El síntoma que pasa desapercibido
Entre los primeros signos hay uno que suele parecer menor: el dolor detrás de los ojos, también llamado dolor retroocular. Se describe como una presión sorda que empeora al mover los globos oculares o al exponerse a la luz. En personas con congestión leve, ese dolor se confunde con una cefalea de resfrío, pero en dengue puede ser una pista temprana.
“Si el dolor aumenta al mirar hacia los lados o leer en pantallas, piensa en una causa más sistémica”, dice un principio clínico que muchos profesionales repiten. No siempre es intenso; a veces es una molestia discreta que aparece con fiebre o incluso tras la fase febril.
Cómo distinguirlo de un resfrío común
En el resfrío, la cefalea suele acompañar a la congestión nasal, la tos y el goteo, con fiebre baja o ausente. En dengue, la fiebre tiende a ser más alta y súbita, con dolores musculares y articulares marcados y ese dolor retroocular característico. La presencia de erupción cutánea, náuseas o cansancio intenso refuerza la sospecha de dengue.
“Ante la duda, observa el conjunto de síntomas, no uno solo”, es otra regla que ayuda a guiar decisiones. La cronología también importa: el dengue suele arrancar en uno o dos días, mientras el resfrío progresa más despacio.
Tabla comparativa: resfrío vs. dengue
| Característica | Resfrío común | Dengue |
|---|---|---|
| Inicio de la fiebre | Gradual, baja o ausente | Súbita, generalmente alta |
| Dolor de cabeza | Leve a moderado | Intenso, con énfasis retroocular |
| Dolor detrás de los ojos | Poco frecuente | Frecuente y distintivo |
| Congestión/Tos | Habituales | Raras o leves |
| Dolores musculares | Leves | Marcados, con dolores articulares |
| Erupción cutánea | Inusual | Relativamente frecuente |
| Duración típica | 3–7 días | 5–7 días, con fase crítica posible |
| Signos de alarma | Poco probables | Sangrados, dolor abdominal intenso, vómitos persistentes, somnolencia o irritabilidad |
Señales de alarma y cuándo consultar
El dolor retroocular por sí solo no define el diagnóstico, pero debe encender la alerta si se combina con fiebre alta y dolores intensos. Existen signos de alarma que exigen evaluación inmediata:
- Dolor abdominal fuerte, vómitos persistentes, sangrado de encías o nariz, somnolencia marcada, dificultad para respirar, frialdad en extremidades, mareo al ponerse de pie o manchas púrpuras en la piel.
“Cuanto antes se evalúe, menor es el riesgo de complicaciones”, recuerdan guías clínicas de referencia. La consulta es clave si vives en zona con transmisión o viajaste a un área endémica.
Qué hacer en casa mientras esperas el diagnóstico
La primera medida es la hidratación agresiva: agua, sales de rehidratación oral o caldos ligeros. Para el dolor y la fiebre, se recomienda paracetamol según indicación médica y evitar antiinflamatorios como ibuprofeno o aspirina, que pueden aumentar el riesgo de sangrado. Descansar en un ambiente fresco, con mosquitero o repelente, ayuda a cortar el círculo de transmisión.
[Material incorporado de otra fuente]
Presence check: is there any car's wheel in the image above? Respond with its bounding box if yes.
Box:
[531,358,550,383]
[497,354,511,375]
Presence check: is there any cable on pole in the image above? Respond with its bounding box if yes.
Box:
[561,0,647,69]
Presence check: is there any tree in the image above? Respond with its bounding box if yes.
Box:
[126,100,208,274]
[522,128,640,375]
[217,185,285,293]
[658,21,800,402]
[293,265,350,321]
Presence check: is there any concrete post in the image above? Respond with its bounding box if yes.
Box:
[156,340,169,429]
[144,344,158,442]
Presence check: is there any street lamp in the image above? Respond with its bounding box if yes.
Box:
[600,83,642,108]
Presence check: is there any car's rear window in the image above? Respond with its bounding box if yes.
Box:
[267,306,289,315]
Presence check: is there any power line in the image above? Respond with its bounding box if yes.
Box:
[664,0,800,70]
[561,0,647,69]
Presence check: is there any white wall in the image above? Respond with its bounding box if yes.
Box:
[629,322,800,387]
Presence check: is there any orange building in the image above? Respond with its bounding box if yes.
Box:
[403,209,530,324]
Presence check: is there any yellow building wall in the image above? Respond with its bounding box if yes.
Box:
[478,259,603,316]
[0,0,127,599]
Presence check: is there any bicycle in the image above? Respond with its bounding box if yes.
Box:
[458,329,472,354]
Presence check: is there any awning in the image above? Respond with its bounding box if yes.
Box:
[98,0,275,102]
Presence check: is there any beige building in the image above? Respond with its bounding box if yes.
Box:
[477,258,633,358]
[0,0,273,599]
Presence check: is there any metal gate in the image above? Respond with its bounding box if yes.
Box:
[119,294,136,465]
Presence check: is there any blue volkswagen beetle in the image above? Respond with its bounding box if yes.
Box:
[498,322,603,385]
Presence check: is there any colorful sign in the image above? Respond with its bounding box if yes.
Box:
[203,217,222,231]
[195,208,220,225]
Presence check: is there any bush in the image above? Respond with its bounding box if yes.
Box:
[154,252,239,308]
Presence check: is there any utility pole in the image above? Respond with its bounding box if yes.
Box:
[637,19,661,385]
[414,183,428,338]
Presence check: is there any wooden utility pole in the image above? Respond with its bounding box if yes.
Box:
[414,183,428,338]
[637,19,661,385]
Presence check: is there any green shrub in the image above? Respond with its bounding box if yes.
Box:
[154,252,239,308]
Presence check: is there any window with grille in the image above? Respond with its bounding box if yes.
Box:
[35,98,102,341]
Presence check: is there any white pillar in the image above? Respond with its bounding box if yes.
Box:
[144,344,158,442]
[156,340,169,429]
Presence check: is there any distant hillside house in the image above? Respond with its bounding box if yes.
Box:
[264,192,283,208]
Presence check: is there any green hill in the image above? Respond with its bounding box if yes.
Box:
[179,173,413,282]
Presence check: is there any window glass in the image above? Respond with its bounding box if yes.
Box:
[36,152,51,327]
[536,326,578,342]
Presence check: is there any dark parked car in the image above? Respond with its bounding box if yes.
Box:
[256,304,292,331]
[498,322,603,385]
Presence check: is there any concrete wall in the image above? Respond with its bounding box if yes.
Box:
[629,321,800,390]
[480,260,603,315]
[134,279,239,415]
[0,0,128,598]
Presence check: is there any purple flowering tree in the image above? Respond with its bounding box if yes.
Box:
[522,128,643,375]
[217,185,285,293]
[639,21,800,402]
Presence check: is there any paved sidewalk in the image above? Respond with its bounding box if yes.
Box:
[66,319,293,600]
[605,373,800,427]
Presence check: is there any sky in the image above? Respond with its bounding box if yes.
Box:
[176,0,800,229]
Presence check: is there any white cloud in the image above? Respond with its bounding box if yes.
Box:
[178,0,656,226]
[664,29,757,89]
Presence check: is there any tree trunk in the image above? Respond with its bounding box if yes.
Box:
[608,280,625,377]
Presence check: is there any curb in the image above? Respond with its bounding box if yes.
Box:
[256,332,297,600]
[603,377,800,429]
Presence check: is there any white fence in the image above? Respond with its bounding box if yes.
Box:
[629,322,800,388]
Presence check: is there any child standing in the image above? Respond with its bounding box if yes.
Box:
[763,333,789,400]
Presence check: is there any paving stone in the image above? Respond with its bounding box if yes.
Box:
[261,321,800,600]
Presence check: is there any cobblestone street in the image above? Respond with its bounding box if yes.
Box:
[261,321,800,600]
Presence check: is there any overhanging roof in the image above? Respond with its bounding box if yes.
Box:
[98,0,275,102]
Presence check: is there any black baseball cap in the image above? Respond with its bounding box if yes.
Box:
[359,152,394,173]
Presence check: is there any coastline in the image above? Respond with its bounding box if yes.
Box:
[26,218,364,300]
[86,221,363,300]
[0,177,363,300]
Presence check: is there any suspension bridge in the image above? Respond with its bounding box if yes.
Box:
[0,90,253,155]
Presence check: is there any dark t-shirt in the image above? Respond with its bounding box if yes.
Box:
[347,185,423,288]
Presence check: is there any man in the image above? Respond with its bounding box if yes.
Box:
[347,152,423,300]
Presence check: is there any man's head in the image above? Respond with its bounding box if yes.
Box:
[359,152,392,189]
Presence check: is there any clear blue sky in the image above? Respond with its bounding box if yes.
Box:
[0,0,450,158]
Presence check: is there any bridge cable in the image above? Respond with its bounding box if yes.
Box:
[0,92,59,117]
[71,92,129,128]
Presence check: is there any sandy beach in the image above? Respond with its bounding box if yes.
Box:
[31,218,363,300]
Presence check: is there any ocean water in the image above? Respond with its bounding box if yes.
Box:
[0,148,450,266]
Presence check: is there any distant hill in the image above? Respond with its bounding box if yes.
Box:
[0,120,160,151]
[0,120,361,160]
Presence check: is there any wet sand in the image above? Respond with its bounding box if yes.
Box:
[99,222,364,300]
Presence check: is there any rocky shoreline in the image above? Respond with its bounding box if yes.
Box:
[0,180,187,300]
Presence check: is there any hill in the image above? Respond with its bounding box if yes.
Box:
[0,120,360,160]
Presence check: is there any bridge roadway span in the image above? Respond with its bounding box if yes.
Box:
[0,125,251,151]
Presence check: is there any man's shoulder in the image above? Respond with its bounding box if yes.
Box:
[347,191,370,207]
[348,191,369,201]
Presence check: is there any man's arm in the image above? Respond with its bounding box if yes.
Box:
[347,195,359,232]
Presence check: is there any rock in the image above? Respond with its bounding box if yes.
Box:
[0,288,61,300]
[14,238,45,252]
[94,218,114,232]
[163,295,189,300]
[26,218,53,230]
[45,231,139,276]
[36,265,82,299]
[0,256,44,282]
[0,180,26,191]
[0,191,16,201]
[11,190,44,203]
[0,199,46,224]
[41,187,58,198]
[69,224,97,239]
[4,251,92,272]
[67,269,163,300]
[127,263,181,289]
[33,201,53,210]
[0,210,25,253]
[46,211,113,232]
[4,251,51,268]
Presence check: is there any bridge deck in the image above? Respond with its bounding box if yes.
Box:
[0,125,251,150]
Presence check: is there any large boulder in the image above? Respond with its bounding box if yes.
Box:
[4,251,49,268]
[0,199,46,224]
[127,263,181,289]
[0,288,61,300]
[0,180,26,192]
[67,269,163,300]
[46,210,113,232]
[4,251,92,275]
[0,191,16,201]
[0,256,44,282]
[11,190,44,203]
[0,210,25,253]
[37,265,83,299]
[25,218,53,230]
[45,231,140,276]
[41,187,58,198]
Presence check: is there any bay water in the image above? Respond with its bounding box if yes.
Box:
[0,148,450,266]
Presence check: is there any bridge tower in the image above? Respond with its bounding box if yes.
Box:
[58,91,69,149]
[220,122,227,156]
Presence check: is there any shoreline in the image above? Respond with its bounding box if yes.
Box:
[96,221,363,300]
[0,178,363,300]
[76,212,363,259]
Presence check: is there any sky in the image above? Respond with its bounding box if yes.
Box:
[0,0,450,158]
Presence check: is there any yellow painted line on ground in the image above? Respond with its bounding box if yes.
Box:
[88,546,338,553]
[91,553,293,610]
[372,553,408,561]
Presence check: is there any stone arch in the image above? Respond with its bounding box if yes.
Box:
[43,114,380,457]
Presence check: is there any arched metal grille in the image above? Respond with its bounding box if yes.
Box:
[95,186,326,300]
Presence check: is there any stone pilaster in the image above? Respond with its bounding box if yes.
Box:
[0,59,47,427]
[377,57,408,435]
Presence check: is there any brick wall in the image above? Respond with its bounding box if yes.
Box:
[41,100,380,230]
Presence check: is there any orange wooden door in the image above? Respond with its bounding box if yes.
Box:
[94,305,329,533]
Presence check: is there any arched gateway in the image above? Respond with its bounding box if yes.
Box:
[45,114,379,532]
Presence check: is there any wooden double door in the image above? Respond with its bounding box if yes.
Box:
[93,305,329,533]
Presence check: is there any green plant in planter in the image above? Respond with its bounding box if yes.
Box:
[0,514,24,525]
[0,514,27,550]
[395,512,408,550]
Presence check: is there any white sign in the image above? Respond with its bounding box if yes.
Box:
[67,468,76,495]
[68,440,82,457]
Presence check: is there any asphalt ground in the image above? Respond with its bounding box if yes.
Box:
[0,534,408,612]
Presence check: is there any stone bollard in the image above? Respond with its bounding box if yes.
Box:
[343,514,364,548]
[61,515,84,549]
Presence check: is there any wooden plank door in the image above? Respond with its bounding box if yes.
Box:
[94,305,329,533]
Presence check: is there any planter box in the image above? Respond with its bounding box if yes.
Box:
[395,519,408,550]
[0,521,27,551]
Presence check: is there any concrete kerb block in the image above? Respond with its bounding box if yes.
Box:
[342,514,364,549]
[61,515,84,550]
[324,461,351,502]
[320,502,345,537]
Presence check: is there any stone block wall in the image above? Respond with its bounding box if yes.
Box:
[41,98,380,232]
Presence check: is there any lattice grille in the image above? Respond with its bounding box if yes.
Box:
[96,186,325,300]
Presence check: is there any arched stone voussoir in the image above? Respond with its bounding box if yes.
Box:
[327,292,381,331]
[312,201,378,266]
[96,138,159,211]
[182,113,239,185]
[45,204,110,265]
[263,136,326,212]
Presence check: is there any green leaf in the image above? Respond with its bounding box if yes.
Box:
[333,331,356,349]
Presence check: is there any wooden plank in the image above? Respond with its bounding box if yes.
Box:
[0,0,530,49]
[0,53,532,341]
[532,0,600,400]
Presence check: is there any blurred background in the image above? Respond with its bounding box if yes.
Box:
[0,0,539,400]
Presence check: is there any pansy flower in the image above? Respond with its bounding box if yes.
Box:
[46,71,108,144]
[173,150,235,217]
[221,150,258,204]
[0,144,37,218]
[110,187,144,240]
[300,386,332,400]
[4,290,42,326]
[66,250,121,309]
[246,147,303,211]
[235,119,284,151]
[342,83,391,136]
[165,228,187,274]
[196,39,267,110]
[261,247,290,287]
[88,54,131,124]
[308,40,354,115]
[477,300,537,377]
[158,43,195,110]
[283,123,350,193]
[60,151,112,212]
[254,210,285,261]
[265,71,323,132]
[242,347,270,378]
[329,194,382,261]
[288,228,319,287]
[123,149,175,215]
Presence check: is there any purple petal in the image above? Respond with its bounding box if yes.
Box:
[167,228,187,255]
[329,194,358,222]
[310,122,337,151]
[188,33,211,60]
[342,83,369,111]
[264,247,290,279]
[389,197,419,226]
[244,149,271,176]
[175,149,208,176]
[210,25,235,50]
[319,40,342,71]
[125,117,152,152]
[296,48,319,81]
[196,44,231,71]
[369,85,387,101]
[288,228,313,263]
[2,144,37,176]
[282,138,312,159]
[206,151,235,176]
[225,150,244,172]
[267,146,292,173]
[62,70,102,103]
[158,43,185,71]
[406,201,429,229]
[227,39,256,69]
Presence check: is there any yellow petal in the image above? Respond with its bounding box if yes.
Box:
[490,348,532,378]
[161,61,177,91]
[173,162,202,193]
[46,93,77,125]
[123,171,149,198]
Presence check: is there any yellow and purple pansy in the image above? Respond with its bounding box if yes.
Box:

Si notas que el dolor retroocular empeora, aparecen puntitos rojos en la piel o tienes sensación de desmayo, no pospongas la atención. “Mejor un control de más que un día de demora”, insisten muchos equipos de salud.
Prevención: el rol de los mosquitos y del entorno
La forma más eficaz de reducir el riesgo es cortar la cadena del vector. Vaciar recipientes con agua estancada, tapar tanques, limpiar canaletas y cambiar el agua de floreros por arena húmeda son medidas simples con gran impacto. Usa repelente con DEET, picaridina o IR3535 según etiqueta, ropa de manga larga y telas impregnadas cuando sea posible.
La comunidad también juega un papel clave. “Un patio sin criaderos protege a toda la manzana”, se repite en campañas de prevención. Si hay brotes activos, consulta los reportes de tu municipio y adhiere a las jornadas de descacharrado.
Mirar distinto ese dolor “atrás de los ojos” puede cambiar el rumbo de la semana: pasar de un supuesto resfrío a un manejo oportuno del dengue. Con información clara, hábitos de prevención y atención temprana, ese síntoma leve deja de ser un engaño y se vuelve una herramienta para cuidarte.